Glenn Ashby is taking part in the GC32 World Championship in Riva del Garda this week as mainsheet trimmer on board Sébastien Schneiter’s Team Tilt. This is something of a retro-step from his position last year when he skippered the Emirates Team New Zealand flying AC50 catamaran to victory in Bermuda, recovering the ‘Auld Mug’ for the Kiwis.

While helmsman Peter Burling was more the public face of Emirates Team New Zealand, Ashby was not just skipper but also spent his time huddled in the cockpit, fiddling like a teenager with a gizmo akin to a Gameboy controller. Although nominally wing trimmer, Ashby’s gizmo enabled him to not only control the wing, but the jib as well. “I had the whole aero package at my fingertips. You could use two or three fingers and your thumbs on both hands to be able to multi-task and change things simultaneously which was pretty handy. Yes, I wasn’t breaking too much sweat – in fact I tried to keep myself very relaxed!”

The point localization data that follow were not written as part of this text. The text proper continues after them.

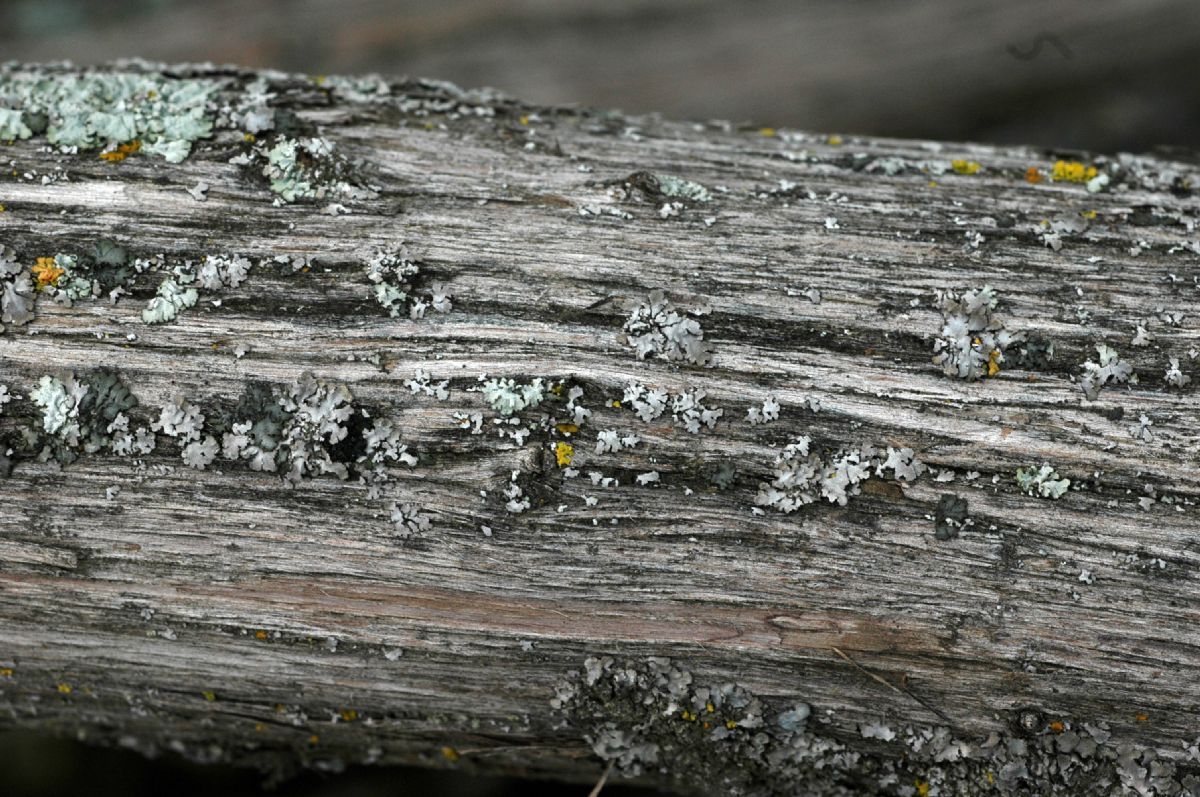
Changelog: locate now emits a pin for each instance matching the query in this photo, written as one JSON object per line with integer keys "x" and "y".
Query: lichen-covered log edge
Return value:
{"x": 343, "y": 420}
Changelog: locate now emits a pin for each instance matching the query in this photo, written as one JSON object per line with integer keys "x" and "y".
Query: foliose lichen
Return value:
{"x": 16, "y": 289}
{"x": 391, "y": 273}
{"x": 1042, "y": 481}
{"x": 508, "y": 397}
{"x": 802, "y": 477}
{"x": 655, "y": 327}
{"x": 972, "y": 341}
{"x": 83, "y": 414}
{"x": 106, "y": 108}
{"x": 304, "y": 168}
{"x": 653, "y": 717}
{"x": 1110, "y": 370}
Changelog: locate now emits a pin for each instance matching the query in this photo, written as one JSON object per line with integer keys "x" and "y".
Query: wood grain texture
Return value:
{"x": 143, "y": 603}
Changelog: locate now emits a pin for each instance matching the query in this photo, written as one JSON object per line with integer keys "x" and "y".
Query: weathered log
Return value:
{"x": 270, "y": 499}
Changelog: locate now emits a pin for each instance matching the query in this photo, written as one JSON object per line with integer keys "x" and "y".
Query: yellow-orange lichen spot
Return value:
{"x": 46, "y": 273}
{"x": 121, "y": 151}
{"x": 563, "y": 454}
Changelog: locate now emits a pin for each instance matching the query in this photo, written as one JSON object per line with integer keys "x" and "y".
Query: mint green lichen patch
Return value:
{"x": 678, "y": 189}
{"x": 12, "y": 125}
{"x": 1042, "y": 483}
{"x": 168, "y": 301}
{"x": 508, "y": 397}
{"x": 304, "y": 168}
{"x": 99, "y": 109}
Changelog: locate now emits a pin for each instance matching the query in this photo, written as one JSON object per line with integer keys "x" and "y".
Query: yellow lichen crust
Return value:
{"x": 1072, "y": 172}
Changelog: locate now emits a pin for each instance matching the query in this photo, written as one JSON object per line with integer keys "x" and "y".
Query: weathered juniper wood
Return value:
{"x": 228, "y": 615}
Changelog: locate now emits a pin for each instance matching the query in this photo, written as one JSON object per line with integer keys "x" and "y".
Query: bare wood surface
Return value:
{"x": 229, "y": 615}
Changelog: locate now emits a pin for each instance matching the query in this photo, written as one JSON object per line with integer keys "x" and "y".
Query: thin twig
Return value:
{"x": 604, "y": 778}
{"x": 891, "y": 685}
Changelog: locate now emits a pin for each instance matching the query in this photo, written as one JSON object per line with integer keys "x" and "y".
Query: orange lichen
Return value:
{"x": 1073, "y": 172}
{"x": 563, "y": 454}
{"x": 994, "y": 363}
{"x": 121, "y": 151}
{"x": 46, "y": 273}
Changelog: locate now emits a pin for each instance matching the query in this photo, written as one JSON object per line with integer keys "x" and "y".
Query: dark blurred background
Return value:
{"x": 1098, "y": 75}
{"x": 1101, "y": 75}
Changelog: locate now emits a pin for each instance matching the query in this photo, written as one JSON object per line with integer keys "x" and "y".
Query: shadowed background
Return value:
{"x": 1097, "y": 75}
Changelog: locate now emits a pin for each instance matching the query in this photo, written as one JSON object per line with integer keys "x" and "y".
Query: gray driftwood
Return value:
{"x": 231, "y": 616}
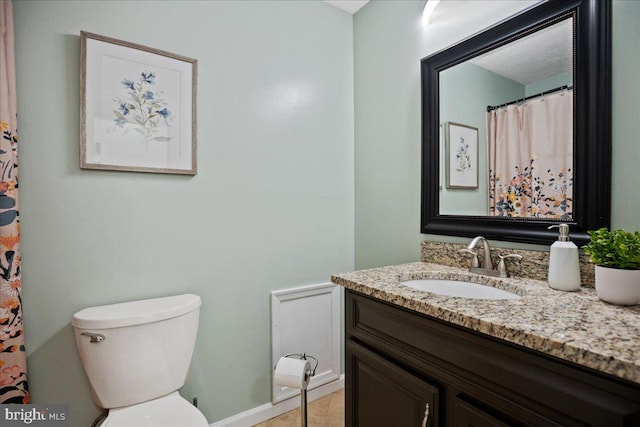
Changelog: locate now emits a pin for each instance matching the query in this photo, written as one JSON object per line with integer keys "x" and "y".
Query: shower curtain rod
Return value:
{"x": 492, "y": 107}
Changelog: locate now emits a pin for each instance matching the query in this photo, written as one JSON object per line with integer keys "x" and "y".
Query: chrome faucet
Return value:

In comparison, on board the GC32, Ashby is having to reacquaint himself with ye olde technology…rope! “It is a bit of rope-pulling festival which is pretty different to what we were doing last year. It’s been nice to have to put gloves on again, although it was a bit tough for the first couple of months.”

Ashby is no newcomer to Team Tilt, as he regularly sailed with the Swiss team during the 2016 season (prior to that he’d done one or two events with Leigh McMillan on the 2015 GC32 Racing Tour winner, Sultanate of Oman). “It is nice to sail the GC32 again – a case of getting back to basics, good technique and the crew sailing the boat well together. If you are doing it with electronics or hydraulics or ropes, the same principles apply – team work and co-ordination are key.”

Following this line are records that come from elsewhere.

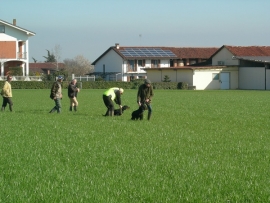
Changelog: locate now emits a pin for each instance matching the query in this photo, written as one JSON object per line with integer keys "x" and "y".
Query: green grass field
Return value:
{"x": 200, "y": 146}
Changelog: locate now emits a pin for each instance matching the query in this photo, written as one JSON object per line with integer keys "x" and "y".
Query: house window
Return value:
{"x": 141, "y": 63}
{"x": 131, "y": 65}
{"x": 2, "y": 29}
{"x": 215, "y": 76}
{"x": 155, "y": 63}
{"x": 221, "y": 63}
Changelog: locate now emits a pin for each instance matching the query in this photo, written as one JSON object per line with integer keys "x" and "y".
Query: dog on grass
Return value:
{"x": 118, "y": 112}
{"x": 138, "y": 114}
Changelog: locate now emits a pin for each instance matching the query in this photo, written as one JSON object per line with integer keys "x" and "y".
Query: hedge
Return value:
{"x": 96, "y": 84}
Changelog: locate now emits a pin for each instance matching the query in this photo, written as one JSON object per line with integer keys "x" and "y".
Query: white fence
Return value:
{"x": 23, "y": 78}
{"x": 83, "y": 78}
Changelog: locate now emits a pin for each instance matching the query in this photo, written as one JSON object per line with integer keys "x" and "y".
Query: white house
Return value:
{"x": 126, "y": 63}
{"x": 14, "y": 47}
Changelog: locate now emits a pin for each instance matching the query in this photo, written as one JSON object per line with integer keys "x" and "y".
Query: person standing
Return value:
{"x": 144, "y": 96}
{"x": 7, "y": 94}
{"x": 56, "y": 94}
{"x": 110, "y": 96}
{"x": 72, "y": 94}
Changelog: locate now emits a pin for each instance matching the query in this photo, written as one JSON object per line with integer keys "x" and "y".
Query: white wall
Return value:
{"x": 185, "y": 75}
{"x": 268, "y": 79}
{"x": 165, "y": 63}
{"x": 225, "y": 56}
{"x": 112, "y": 61}
{"x": 203, "y": 78}
{"x": 252, "y": 78}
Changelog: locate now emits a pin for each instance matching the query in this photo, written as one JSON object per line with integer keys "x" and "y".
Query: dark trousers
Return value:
{"x": 7, "y": 100}
{"x": 108, "y": 102}
{"x": 57, "y": 106}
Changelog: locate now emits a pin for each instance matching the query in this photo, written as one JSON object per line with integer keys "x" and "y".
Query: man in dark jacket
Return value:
{"x": 144, "y": 96}
{"x": 56, "y": 94}
{"x": 72, "y": 94}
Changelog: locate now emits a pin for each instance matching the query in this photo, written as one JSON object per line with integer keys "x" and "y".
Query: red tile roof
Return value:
{"x": 39, "y": 67}
{"x": 249, "y": 50}
{"x": 182, "y": 52}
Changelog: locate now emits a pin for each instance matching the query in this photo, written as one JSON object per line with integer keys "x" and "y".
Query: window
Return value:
{"x": 155, "y": 63}
{"x": 2, "y": 29}
{"x": 131, "y": 65}
{"x": 221, "y": 63}
{"x": 141, "y": 63}
{"x": 215, "y": 76}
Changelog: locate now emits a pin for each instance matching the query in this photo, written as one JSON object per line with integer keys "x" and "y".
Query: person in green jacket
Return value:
{"x": 144, "y": 96}
{"x": 7, "y": 94}
{"x": 110, "y": 96}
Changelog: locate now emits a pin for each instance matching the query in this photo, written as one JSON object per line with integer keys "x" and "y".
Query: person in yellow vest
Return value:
{"x": 110, "y": 96}
{"x": 7, "y": 94}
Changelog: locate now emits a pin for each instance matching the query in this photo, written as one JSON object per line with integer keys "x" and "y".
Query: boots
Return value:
{"x": 149, "y": 115}
{"x": 53, "y": 110}
{"x": 111, "y": 112}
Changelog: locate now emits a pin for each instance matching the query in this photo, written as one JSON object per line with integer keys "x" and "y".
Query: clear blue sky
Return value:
{"x": 89, "y": 27}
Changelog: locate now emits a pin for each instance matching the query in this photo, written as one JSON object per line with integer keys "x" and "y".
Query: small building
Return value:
{"x": 252, "y": 63}
{"x": 14, "y": 47}
{"x": 44, "y": 68}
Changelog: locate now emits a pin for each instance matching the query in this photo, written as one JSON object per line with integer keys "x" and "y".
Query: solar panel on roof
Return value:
{"x": 147, "y": 52}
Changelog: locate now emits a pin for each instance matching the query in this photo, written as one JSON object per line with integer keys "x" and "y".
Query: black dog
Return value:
{"x": 138, "y": 114}
{"x": 118, "y": 112}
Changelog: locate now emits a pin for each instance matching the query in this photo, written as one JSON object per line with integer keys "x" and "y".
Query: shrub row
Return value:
{"x": 96, "y": 85}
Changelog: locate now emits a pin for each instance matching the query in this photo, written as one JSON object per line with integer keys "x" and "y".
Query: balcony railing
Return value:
{"x": 21, "y": 55}
{"x": 23, "y": 78}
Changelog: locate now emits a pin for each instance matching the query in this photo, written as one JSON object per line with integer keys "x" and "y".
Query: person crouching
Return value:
{"x": 110, "y": 96}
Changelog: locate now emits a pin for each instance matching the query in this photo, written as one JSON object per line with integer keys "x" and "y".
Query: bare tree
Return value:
{"x": 78, "y": 66}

Aside from Ashby winning the America’s Cup, the period between now and the last time he sailed with Team Tilt, he has also seen Sébastien Schneiter develop into a professional sailor, after he represented Switzerland at Rio 2016 in the 49er skiff and last year in Bermuda as skipper of the Swiss Red Bull Youth America’s Cup AC45. “It has been nice to see those guys step forwards,” says Ashby. “Since 2016, their level of improvement has been at an incredible rate as has development of their knowledge base. Their attention to detail and the accuracy of their sailing has improved a lot, which is fantastic.”

As to how racing the GC32 has developed in his absence, Ashby reckons that it has evened out across the fleet. “Knowledge of how to set the boats up and the techniques for reaching starts, etc have improved. Everyone’s knowledge base of ‘how, what and why’ has risen, otherwise I don’t think there has been a huge amount that has changed.”

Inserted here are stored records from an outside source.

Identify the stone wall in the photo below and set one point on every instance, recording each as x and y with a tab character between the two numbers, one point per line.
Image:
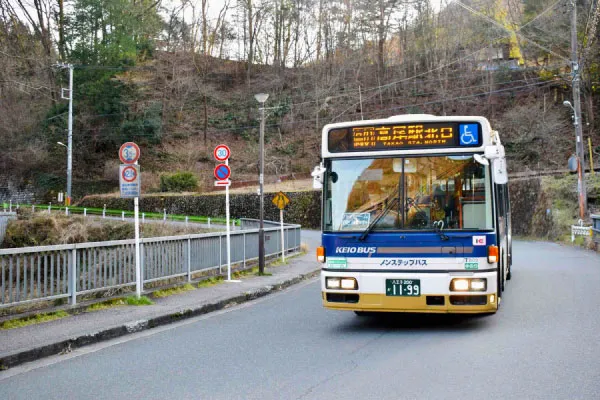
528	201
17	192
304	207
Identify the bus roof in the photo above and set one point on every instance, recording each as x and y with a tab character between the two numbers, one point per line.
379	130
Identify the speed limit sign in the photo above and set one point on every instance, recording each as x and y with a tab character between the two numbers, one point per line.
222	152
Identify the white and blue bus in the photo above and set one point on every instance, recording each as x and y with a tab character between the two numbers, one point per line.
415	216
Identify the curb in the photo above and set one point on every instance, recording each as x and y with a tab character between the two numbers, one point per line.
66	346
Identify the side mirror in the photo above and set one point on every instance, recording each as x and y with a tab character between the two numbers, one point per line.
499	170
493	152
481	160
317	175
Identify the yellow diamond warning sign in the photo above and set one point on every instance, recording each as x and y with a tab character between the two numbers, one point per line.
281	200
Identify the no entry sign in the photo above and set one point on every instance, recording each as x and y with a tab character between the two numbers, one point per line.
129	179
129	153
222	152
222	172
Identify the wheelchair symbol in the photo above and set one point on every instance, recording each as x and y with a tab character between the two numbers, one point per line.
469	134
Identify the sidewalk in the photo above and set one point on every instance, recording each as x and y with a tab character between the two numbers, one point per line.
33	342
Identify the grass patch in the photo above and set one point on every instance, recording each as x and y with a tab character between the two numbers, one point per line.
34	319
142	301
106	304
176	290
210	282
251	271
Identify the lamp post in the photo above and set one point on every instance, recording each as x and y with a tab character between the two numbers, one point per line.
261	98
581	189
68	170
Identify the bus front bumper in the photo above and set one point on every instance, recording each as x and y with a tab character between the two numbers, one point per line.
428	303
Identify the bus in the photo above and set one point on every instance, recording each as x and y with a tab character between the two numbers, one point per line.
415	215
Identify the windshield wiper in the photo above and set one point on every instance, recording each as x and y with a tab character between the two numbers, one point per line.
439	227
376	220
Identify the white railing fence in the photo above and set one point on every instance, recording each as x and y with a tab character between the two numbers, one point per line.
66	271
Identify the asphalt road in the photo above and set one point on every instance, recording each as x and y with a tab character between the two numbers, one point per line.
542	344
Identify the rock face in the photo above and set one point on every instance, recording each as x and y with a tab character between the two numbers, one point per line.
15	192
530	208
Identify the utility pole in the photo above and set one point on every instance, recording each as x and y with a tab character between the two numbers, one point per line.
577	121
261	98
70	133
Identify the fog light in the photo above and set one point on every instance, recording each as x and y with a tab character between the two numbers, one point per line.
478	285
459	285
349	283
332	283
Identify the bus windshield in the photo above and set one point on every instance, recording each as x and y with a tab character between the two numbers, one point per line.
407	193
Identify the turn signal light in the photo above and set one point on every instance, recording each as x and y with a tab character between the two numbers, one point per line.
321	254
492	254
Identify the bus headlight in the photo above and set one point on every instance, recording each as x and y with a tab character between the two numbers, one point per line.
349	284
478	285
341	283
468	284
333	283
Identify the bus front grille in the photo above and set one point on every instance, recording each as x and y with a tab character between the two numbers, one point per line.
342	298
478	300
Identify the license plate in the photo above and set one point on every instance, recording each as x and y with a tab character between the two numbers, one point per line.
403	287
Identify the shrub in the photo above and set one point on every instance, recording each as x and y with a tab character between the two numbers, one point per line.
179	182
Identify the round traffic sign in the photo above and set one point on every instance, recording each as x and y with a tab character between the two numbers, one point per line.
129	174
222	152
222	172
129	153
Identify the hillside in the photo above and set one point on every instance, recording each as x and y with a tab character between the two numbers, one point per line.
178	99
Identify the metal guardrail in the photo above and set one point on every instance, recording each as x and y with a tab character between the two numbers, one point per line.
32	274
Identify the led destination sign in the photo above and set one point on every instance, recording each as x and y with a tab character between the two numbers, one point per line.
404	136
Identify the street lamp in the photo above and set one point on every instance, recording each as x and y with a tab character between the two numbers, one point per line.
581	189
261	98
68	170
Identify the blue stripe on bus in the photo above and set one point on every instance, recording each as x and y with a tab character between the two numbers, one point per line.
384	244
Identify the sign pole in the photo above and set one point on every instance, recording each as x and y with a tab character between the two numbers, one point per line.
129	181
228	229
282	236
138	274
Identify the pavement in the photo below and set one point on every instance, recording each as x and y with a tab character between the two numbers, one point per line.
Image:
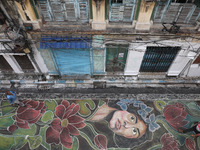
71	118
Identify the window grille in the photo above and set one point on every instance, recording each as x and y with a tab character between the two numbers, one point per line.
4	65
158	59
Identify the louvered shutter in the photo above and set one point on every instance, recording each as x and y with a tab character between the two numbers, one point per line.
83	8
70	11
160	10
45	10
186	10
195	16
58	11
172	12
122	11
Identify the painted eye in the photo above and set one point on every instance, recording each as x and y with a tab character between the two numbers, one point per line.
132	118
134	131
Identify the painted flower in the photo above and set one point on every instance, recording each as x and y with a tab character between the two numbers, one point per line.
190	144
175	115
100	141
28	114
168	142
65	124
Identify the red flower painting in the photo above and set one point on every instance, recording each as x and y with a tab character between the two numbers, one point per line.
175	115
28	114
190	144
168	142
65	124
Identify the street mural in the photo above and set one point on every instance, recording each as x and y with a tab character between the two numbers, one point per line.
99	124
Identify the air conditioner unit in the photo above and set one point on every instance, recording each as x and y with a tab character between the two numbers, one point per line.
148	0
99	84
28	26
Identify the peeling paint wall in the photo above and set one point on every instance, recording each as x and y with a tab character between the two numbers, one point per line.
28	10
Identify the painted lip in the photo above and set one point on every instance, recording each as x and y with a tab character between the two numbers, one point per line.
117	125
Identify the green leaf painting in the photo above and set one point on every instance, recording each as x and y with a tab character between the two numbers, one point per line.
25	132
43	134
69	128
51	105
6	142
34	141
75	145
19	142
48	115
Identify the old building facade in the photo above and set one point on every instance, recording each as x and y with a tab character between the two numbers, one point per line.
100	43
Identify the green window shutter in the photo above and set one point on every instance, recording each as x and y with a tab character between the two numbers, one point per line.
116	57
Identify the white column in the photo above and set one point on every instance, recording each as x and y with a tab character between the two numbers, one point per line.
12	62
39	60
180	62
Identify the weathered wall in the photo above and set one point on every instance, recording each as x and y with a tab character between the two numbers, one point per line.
96	124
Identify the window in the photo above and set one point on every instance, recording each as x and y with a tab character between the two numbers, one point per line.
4	66
116	1
75	10
116	57
182	1
24	62
122	11
158	59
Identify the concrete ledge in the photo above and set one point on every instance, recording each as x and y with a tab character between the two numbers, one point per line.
144	26
99	25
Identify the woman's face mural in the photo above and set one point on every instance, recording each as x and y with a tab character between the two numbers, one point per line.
127	124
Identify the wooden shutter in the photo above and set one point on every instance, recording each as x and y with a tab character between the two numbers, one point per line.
70	12
116	57
160	10
4	65
122	11
158	59
24	62
186	10
45	10
195	16
83	9
57	10
172	12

Back with Emirates Team New Zealand for the present 36th America’s Cup cycle, Ashby has been involved with conceiving the new AC75 and for the last two Cup cycles played a vital role within the Kiwi team as interface between crew and designers. Given that he has some of the most advanced technological knowledge about foiling catamarans – what would he do with the GC32?

“To be honest, the hull shape of the boat was ahead of its time when it was designed. It was based on the F18-type hull shapes of the period, which had high volume-displacement hulls. The hulls being quite big, buoyant and stiff, which really lend themselves to retrofitting proper foiling boards.

“For sure the boats are still current, because of the type of racing and because owner-drivers can get these 32ft foiling catamarans around the track really well. With no electronics, no buttons and no hydraulic stuff to worry about – because everything is rope drive or worm drive – it does bring the purist yachting skills out. That helps keep it a level playing field for the pro guys and the owner-drivers to compete on.”

Ashby says that the present ‘stable’ foils could be swapped for more high performance versions. “If you went more open in the daggerboard tip, with a larger span, and moved the boards outboard, the boats would get a lot more powerful and faster, but they would become a lot more unstable. So then you’d either have to have an electronic control system or even an automated flight control system. Then you’d be foiling upwind in a lot lighter conditions and the boats’ performance would go up and up. But matching the control systems with the foils has to go hand-in-hand.”

No plans are afoot at this stage to upgrade the GC32’s foils, but Ashby’s views on this topic are certainly well-informed food for thought.

Aside from his America’s Cup position, Ashby is also renowned for having won a mighty nine World Championships in the A-Class catamaran, in addition to three more in the F18 and a further three in the former Olympic Tornado catamaran and even the ancient ISAF Multihull World Championship with his former Tornado helm Darren Bundock.

“There is something about a World Championship which makes it different to other regattas. Aside from the Olympics, the Worlds are the pinnacle of any class and to have the GC32s all sailing around together it will be pretty busy. I am super excited about it and it will be great to see the class grow.

“When you are sailing in venues like Garda, it is magic yachting. To be able to come here, we are all fortunate.”